1997 Albanian monarchy referendum

Results
| Choice | Votes | % |
| Republic | 904,359 | 66.75% |
| Monarchy | 450,478 | 33.25% |
| Valid votes | 1,354,837 | 95.20% |
| Invalid or blank votes | 68,372 | 4.80% |
| Total votes | 1,423,209 | 100.00% |
| Registered voters/turnout | 1,986,550 | 71.64% |

= 1997 Albanian monarchy referendum =

A referendum on restoring the monarchy was held in Albania on 29 June 1997 alongside parliamentary elections. The proposal was rejected by 66.7% of voters. However, former Crown Prince Leka claimed that 65.7% voted in favour.

==Results==

| Choice |  | Votes | % |
| For |  | 450,478 | 33.25 |
| Against |  | 904,359 | 66.75 |
| Total |  | 1,354,837 | 100.00 |
| Valid votes |  | 1,354,837 | 95.20 |
| Invalid/blank votes |  | 68,372 | 4.80 |
| Total votes |  | 1,423,209 | 100.00 |
| Registered voters/turnout |  | 1,986,550 | 71.64 |
Source: Direct Democracy

==Reactions==
The House of Zogu never accepted the official result of the referendum. After the publication of the result by the Central Election Commission of Albania, during the 1997 rebellion in Albania, Leka returned again, this time being greeted by 2,000 supporters.
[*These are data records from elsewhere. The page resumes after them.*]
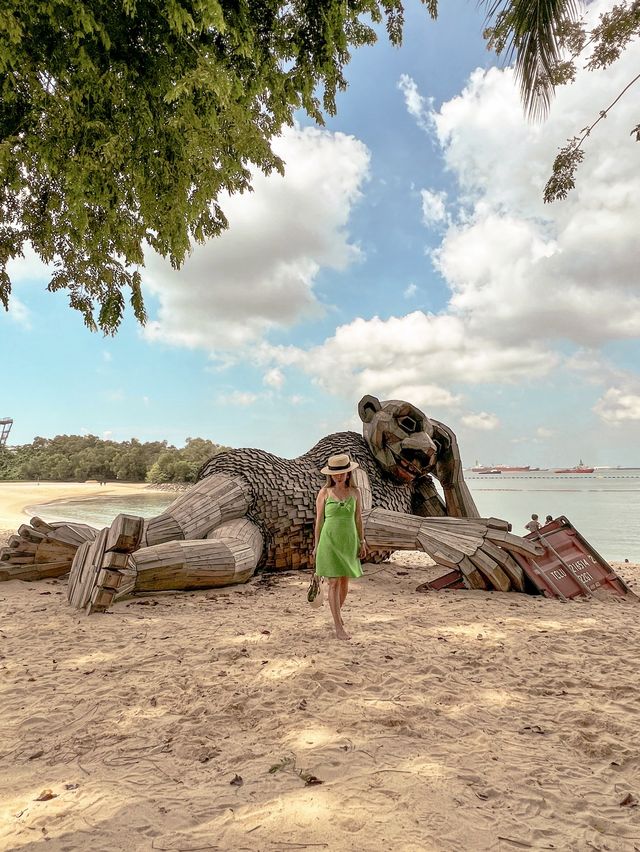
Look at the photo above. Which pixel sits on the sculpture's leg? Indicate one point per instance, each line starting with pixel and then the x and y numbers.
pixel 228 555
pixel 460 503
pixel 478 547
pixel 206 505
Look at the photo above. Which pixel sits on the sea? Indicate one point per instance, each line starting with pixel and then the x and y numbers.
pixel 604 505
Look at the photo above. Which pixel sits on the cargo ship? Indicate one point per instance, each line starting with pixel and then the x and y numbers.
pixel 579 468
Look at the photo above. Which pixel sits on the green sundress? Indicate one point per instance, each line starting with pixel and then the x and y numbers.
pixel 337 551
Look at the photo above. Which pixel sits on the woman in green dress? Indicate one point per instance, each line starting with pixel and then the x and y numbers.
pixel 339 540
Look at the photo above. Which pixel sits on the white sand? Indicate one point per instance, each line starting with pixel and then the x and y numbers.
pixel 452 721
pixel 16 497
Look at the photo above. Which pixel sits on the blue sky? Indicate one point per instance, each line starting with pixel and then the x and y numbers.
pixel 406 254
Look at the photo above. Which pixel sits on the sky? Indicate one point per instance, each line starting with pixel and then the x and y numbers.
pixel 406 254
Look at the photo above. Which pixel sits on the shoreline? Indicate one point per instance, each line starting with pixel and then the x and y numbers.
pixel 19 500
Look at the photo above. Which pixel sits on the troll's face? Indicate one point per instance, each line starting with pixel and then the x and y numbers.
pixel 400 436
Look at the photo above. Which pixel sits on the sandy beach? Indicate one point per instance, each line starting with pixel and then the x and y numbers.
pixel 206 721
pixel 17 497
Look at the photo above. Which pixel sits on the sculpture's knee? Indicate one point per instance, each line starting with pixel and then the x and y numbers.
pixel 205 506
pixel 192 565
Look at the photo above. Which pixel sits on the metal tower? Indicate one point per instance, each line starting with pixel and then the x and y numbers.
pixel 5 427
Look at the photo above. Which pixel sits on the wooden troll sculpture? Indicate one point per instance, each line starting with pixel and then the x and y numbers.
pixel 251 509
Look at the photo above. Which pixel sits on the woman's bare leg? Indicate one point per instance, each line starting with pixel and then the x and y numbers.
pixel 335 584
pixel 344 590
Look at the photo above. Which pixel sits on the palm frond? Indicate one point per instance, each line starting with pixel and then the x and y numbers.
pixel 529 30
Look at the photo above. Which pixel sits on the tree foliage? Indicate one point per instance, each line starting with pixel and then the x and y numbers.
pixel 123 121
pixel 547 38
pixel 82 457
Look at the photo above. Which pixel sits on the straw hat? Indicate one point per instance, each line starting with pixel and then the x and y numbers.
pixel 339 464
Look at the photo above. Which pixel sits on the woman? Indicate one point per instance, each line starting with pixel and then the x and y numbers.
pixel 339 540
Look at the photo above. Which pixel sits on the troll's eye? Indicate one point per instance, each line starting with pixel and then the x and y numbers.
pixel 409 424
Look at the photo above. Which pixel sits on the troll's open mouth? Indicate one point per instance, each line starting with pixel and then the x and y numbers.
pixel 413 462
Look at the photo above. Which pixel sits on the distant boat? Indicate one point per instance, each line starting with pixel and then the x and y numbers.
pixel 500 468
pixel 579 468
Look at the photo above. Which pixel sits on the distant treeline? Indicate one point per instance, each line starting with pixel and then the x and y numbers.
pixel 82 457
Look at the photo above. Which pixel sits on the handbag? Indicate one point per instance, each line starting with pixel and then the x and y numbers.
pixel 315 592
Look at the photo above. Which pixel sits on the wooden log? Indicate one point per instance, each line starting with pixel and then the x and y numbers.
pixel 16 541
pixel 193 564
pixel 513 542
pixel 115 561
pixel 26 532
pixel 38 524
pixel 209 503
pixel 73 534
pixel 9 555
pixel 473 579
pixel 161 529
pixel 125 534
pixel 29 572
pixel 491 570
pixel 91 565
pixel 48 551
pixel 77 570
pixel 508 564
pixel 109 579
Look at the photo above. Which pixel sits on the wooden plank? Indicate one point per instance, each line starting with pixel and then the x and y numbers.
pixel 115 560
pixel 492 571
pixel 109 579
pixel 38 524
pixel 32 572
pixel 48 551
pixel 472 577
pixel 76 570
pixel 515 543
pixel 508 564
pixel 124 534
pixel 28 533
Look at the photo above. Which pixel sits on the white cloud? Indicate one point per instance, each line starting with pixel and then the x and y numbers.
pixel 433 207
pixel 542 272
pixel 482 421
pixel 274 378
pixel 240 398
pixel 618 405
pixel 543 433
pixel 419 107
pixel 419 354
pixel 259 275
pixel 19 313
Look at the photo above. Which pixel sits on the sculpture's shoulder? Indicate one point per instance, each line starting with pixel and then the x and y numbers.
pixel 251 463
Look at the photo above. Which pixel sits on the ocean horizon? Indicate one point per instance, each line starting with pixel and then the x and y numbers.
pixel 604 506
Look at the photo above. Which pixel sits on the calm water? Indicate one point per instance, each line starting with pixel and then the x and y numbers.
pixel 604 506
pixel 100 511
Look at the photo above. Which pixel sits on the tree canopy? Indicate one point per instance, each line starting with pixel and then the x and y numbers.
pixel 122 122
pixel 82 457
pixel 547 37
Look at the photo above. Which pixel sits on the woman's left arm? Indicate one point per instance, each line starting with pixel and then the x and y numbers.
pixel 362 551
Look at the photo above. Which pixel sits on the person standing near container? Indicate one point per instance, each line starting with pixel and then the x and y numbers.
pixel 534 524
pixel 339 537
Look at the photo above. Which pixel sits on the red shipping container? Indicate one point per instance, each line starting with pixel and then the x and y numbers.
pixel 571 567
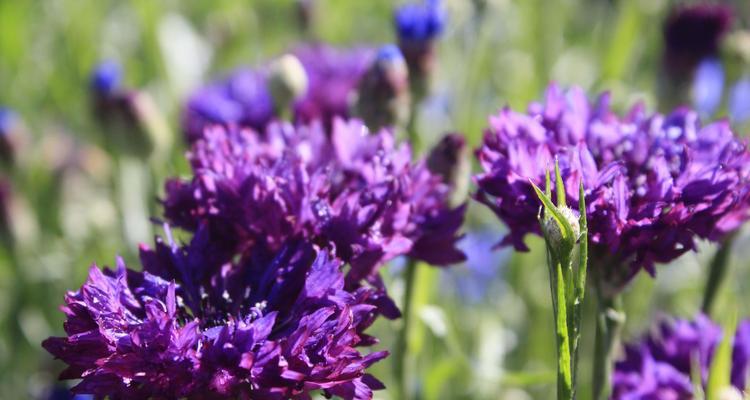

After a recount it was announced that the restoration was rejected by approximately two-thirds of those voting. The former Crown Prince questioned the independence of the election. Police intervened, gunfire broke out, one person was killed, and Leka fled.

On 30 November 2011, the former crown prince died, his son then succeeded him as pretender to the defunct throne. That month, Prime Minister Sali Berisha questioned whether there was vote manipulation in the referendum, stating that "The referendum was held under the flares of a communist rebellion and cannot be considered a closed issue."